Годы на привязи (цикл рассказов) (Широв) - страница 41

К полудню я вышел на шоссе, и, пройдя по обочине асфальта километра три, увидел избы и кирпичные дома. Я направился к магазину — хотелось есть. На плече у меня болталась сумка. Машинально захватил. С сумкой уже несколько лет не расставался, в ней было все мое добро, все добро мое было при мне: документы, книга, записная книжка, зубная щетка, ножик, таблетки от головной боли. Там же нашел немного денег. Я купил буханку хлеба, пачку сахара-рафинада, триста граммов колбасы, пачку чая, банку рыбных консервов, несколько пачек «Примы», бутылку водки и вернулся в лес. Открыл бутылку, выпил из горла, заел горбушкой хлеба, заткнул бутылку бумагой и двинулся дальше.

Я шел и думал о своей жизни. Прутья хлестали в лицо, ноги вязли в топи, стало быть, шел по болоту, но все было мне нипочем. Моросил дождь, я промок, в ботинках хлюпало.

С утра дождь шел. С болью, идущей из нутра, я шел к тебе. Я шел, не подняв капюшон. Я не знаю, я ничего не знаю, что со мной произошло. Я не радовался небу, дому одинокому, скошенному молнией, слепой, немой, только любви к тебе исполненный, но тебя не знающий, в поле пропавший. Я шел и знал, что назад не вернусь. Дождь шел. Ручьи набухали. Ветки мокли. Вокруг была сырая Русь. И я не знал, что ты — конец житейской прозы, о чем мечтал? Прозрение? Розы, печаль?

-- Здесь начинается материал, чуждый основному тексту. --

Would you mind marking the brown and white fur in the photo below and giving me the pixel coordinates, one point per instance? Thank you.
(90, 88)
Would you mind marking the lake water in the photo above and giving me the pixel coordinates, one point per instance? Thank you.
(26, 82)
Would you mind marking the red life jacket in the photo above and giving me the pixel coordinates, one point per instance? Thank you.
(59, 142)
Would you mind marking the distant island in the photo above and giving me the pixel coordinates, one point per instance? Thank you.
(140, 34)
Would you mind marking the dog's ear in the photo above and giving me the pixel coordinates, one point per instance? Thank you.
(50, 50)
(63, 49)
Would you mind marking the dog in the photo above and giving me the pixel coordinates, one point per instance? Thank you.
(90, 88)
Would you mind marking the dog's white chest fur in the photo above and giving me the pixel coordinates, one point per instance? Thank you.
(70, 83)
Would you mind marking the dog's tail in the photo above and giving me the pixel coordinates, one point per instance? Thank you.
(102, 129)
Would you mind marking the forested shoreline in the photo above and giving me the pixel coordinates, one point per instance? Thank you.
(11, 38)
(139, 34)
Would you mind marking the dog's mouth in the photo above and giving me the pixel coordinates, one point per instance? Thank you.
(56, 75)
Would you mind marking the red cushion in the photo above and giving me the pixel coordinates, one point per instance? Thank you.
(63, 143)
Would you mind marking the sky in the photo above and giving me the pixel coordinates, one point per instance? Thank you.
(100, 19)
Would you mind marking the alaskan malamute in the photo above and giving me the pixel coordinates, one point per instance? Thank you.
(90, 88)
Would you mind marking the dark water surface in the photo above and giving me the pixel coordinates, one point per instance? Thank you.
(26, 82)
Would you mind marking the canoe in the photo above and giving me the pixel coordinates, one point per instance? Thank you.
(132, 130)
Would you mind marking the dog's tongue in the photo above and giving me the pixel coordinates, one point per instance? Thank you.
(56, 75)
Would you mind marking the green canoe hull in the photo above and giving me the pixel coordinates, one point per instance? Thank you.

Или гибель меня влекла: иди, милый, иди, и слезами жгла? Разберись поди! Или это был сена стог — в сухость его зароюсь. Или это был просто бог, или речка — сяду, умоюсь. Или раны хотел бередить, старое воскресить. И душа меня тащила по руслу детских слез, когда был счастлив от грез и грусти? Не знаю. Я шел. К полудню солнце взошло. А я все еще не знал, кто ты… Но потом все прошло.

Ближе к вечеру лес кончился. Я вышел к свалке и увидел вдали трубы и многоэтажные блочные дома. Туда мне не хотелось, да и не мог в таком виде. Я поглядел вокруг и нашел помятую кабину от легковой машины, без колес, без мотора, безо всего. Забрался туда. Там оказалась даже подушка от сиденья с рваной обивкой, из которой торчали пружина, клочья поролона. Двери были целые, но стекла все побитые. Дождь вовнутрь не попадал. У меня была кровля. Я насобирал хвороста и прямо в кабине развел костер.

Мне стало хорошо от теплого пламени и сладкого запаха дыма. Я сидел отрешенно на мягком ложе. От мокрой одежды шел пар. Я вытащил из сумки бутылку, отпил немного, и стало совсем хорошо. Захотелось есть. Вынул из огня сырую ветку, вдел колбасу, хлеб и подержал над жаром. Хлеб и колбаса прокоптились и стали вкусными. Из колбасы на угли капал сок, и запахло приятно жиром.